Nelle due parabole chi è perduto non deve fare nulla se non aspettare di essere trovato: questo atteggiamento passivo è proprio il contrario di quanto generalmente viene affermato in ambito religioso: siamo, infatti, convinti che sia compito dell'uomo cercare di piacere, convincere, fare ogni sforzo per muovere a compassione Dio. Nelle due parabole c'è un altro paradosso: si racconta della gioia per il ritrovamento - rallegratevi con me - che è specchio della gioia nel cielo, davanti agli angeli di Dio a causa di un solo peccatore che si converte.
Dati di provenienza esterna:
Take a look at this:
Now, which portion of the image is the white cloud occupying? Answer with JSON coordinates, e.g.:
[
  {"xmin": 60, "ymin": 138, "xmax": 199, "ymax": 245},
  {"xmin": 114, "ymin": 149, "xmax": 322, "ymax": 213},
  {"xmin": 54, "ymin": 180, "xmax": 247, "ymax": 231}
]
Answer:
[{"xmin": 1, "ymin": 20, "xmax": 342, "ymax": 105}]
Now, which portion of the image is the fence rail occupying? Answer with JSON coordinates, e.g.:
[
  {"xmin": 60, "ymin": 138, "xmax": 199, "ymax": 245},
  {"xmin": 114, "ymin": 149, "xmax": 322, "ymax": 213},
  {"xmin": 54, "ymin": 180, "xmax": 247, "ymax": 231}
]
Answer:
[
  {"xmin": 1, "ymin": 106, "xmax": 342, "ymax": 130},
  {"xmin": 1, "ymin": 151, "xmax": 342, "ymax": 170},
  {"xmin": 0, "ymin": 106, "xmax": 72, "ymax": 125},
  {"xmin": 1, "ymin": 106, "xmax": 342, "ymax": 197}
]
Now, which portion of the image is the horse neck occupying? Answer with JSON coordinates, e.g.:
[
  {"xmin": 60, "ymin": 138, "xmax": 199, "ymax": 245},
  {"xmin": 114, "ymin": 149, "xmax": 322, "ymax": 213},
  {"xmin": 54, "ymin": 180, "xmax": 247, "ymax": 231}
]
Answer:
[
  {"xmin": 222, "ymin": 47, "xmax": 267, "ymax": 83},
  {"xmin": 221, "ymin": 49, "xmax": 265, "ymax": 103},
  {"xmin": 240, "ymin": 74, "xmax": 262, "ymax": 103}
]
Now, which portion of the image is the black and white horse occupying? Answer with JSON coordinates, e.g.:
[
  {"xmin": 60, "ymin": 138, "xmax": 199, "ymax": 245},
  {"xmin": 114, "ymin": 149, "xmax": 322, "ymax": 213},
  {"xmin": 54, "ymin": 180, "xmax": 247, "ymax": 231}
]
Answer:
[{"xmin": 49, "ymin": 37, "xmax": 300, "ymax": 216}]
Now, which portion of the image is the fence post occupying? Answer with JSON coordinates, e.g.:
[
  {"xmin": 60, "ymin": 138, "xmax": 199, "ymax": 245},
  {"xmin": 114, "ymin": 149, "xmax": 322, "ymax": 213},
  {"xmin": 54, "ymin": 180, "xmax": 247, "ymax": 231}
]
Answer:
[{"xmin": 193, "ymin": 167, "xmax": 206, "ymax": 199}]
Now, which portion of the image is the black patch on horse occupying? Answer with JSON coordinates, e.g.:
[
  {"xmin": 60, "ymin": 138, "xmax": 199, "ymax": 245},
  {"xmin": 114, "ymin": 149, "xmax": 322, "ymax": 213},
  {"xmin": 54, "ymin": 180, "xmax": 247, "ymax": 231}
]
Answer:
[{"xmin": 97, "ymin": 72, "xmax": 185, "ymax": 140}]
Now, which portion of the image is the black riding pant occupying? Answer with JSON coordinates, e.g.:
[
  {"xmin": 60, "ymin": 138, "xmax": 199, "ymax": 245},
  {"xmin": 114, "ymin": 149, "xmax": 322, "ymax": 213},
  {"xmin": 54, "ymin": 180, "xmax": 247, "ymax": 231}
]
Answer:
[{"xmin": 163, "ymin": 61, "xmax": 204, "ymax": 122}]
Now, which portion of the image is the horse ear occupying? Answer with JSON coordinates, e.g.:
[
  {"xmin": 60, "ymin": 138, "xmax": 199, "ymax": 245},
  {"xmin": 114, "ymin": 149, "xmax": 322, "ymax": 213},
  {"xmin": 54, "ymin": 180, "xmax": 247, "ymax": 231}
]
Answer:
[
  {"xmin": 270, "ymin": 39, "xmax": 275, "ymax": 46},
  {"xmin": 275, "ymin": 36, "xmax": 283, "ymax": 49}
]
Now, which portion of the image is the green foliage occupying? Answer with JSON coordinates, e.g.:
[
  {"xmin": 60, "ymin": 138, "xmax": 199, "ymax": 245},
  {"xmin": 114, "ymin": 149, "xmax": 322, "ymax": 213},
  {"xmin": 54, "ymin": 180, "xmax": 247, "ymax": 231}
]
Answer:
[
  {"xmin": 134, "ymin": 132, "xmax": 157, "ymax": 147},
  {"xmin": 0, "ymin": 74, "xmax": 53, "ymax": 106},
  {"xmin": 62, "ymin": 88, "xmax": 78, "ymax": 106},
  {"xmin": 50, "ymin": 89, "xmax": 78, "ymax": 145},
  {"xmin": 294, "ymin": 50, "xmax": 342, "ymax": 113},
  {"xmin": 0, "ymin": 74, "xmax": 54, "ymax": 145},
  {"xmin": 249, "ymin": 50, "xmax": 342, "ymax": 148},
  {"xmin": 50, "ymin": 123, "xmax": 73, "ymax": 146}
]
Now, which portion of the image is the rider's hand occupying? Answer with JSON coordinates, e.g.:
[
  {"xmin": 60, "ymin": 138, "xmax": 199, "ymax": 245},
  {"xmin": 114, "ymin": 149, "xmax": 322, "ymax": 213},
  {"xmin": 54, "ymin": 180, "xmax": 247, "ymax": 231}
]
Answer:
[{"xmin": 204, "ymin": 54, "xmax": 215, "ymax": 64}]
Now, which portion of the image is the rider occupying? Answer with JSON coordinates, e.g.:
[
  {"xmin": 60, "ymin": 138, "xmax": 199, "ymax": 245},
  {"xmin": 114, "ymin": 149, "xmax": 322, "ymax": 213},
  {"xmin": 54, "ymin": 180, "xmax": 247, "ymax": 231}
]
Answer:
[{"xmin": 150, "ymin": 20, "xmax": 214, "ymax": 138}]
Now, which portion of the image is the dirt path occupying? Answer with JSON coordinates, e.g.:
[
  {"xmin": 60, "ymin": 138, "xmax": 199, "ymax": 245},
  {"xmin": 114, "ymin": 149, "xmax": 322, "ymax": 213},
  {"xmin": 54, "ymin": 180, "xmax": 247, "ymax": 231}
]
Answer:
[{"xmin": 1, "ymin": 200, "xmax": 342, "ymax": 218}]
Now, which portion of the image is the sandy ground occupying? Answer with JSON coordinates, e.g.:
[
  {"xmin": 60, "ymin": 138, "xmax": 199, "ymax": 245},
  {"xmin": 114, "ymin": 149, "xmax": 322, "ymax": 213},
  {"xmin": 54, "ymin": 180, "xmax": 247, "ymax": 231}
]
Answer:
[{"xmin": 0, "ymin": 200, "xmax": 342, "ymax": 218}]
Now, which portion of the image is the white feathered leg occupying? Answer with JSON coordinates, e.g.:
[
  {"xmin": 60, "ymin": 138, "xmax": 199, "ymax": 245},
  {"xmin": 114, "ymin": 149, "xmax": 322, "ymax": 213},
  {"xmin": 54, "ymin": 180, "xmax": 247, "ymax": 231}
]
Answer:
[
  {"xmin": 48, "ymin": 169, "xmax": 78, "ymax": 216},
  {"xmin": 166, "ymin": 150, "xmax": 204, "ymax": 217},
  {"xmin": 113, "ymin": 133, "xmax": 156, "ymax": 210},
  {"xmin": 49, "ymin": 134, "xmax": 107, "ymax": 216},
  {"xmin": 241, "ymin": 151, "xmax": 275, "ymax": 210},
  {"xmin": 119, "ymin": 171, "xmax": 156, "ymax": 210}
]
Sembra quasi di trovarci davanti ad uno sbaglio perché il verbo “convertirsi” di solito è associato a una volontà, alla azione, l'impegno di chi intraprende un cammino di conversione, invece, nelle due parabole è Dio che fa tutto, cerca, cammina, fa luce, si impegna, agisce “finché non la trova”... l'uomo deve semplicemente lasciarsi amare da Lui. Le parabole raccontano della ricerca di chi è perduto fatta con lo slancio del pastore e la sistematicità della donna; il Signore è continuamente alla loro ricerca, li accoglie e vive in mezzo a loro, si confonde con i peccatori fin dal Battesimo (cfr. Lc 3,21). Lui si è fatto uomo per essere vicino ad ogni uomo, ha sofferto l'emarginazione per essere vicino ad ogni scartato dalla vita, ha sofferto le conseguenze del peccato per essere vicino ad ogni peccatore, ai rifiutati perché sono figli di Dio perduti due volte: per le loro vicissitudini personali e per l'esclusione da parte di coloro che si ritengono “giusti”.

Rallegratevi
Sull'esempio di Gesù dovremmo essere capaci di mangiare con i peccatori, per condividere con gli altri la misericordia che abbiamo ricevuto non per nostro merito perché cercati e amati da Dio. Dovremmo entrare nel mondo degli altri, sporcarsi le mani, senza scusare il peccato ma testimoniando l'amore che guarisce. Rallegrarsi con lui ci fa condividere, qui sulla terra, la vita del Paradiso, perché partecipi della logica della Misericordia di Dio.